Other animals also are providing leads to new, more effective products. For example, mussels stick to objects such as rocks, cement pilings, and one another. Up close, it is easy to see the dozens of tiny filaments that stretch from their bodies and attach them to home turf. A mussel also has an organ called a "foot" that it extends, attaching each filament to a stationary object with a tiny dab of glue.
The foot repeats the process until it is secure enough to resist the pull of tides, currents, and predators. Purdue University researchers have discovered that the formation of mussel adhesive requires iron, a metal never before found in bioadhesives.
Most of these glues are based on proteins. When iron is added, the gelatin-like material hardens, says Purdue chemist Jonathan Wilker. Iron appears unique; the hardening does not occur in the presence of other metals that can be processed by plant and animal cells. This discovery could lead to improved adhesives, rustproof coatings, and antifouling paints to defeat barnacles.
Of course, making a product in the lab is far different from producing it on the factory floor. For example, before companies begin making detergents that remove blood by using snake enzymes, they have to get the venom. Snakes breed poorly in captivity and catching poisonous snakes in the wild to "milk" them for venom is difficult and dangerous. So scientists are developing laboratory cultures of cells that produce snake venom.
Spider silk will probably have to go the synthetic route. "You can't farm spiders the way you farm silkworms," Dr. Hammond says. "Spiders are very cannibalistic. If you put two spiders together in a cage or any kind of enclosure, eventually one spider will eat the other."
To create a synthetic fiber, Hammond's team starts with polyurethane, a common plastic used to make packaging and fabrics. So far, her team has made fiber that's both soft and stretchy. They are investigating the use of ultrasmall particles to make the fiber stronger.
Other researchers are trying to take a shortcut with biotechnology. A small start-up company in Quebec, Nexia Biotechnologies, is adding a silk-producing gene to New Zealand miniature goats. These animals produce from 2 to 15 grams of spider silk per liter of milk, vastly more than what a spider makes.
Nexia is raising two herds in Plattsburgh, N.Y., and St. Telesphore, Quebec. Eventually, the company wants to produce as much as five tons of spider silk a year.
• Wool: Central Asians began raising sheep for food and clothing about 10,000 years ago. In about 4000 BC, Mediterranean societies pioneered the spinning of wool into yarn.
• Leather: The tanning of hides dates to prehistoric times. Egyptian leather artifacts more than 3,000 years old have been found.
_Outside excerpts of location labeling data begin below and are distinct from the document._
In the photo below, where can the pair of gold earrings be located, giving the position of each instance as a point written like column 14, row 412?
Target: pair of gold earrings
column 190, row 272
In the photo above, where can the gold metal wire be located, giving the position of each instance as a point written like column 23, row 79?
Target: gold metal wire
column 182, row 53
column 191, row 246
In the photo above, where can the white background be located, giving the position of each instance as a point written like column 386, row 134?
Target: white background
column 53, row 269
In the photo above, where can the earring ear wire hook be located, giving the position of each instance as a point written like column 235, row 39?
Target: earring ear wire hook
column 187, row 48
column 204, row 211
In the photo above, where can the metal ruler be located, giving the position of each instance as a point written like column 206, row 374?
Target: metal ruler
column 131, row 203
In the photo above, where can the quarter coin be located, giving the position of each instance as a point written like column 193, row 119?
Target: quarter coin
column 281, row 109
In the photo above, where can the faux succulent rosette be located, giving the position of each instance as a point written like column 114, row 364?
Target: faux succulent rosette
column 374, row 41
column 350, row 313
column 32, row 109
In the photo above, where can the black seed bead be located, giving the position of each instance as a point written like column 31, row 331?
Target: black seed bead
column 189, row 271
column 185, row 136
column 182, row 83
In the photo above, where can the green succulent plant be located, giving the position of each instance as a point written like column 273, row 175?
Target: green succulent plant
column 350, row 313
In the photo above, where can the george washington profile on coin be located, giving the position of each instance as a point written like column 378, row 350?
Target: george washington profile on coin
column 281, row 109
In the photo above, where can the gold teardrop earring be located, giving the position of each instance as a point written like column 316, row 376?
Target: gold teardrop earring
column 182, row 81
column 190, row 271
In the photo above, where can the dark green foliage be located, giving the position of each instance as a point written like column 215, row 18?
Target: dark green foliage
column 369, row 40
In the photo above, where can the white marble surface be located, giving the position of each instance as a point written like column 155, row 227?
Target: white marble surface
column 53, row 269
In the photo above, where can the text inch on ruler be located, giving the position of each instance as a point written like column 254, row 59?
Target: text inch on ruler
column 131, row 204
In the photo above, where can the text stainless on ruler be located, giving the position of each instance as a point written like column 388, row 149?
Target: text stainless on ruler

• Silk: China kept sole possession of silkmaking for more than 3,000 years; the technology spread after AD 550, when Byzantine Emperor Justinian I sent monks to China to smuggle out silkworm eggs and mulberry seeds.
• Parchment: In the 2nd century BC, paper made of skins was first used (instead of Egyptian-controlled papyrus) at Pergamum in Asia Minor to build the library of King Eumenes II.
• Whale oil: Basques began whaling in the 10th century, cooking down the blubber to make oil for lamps.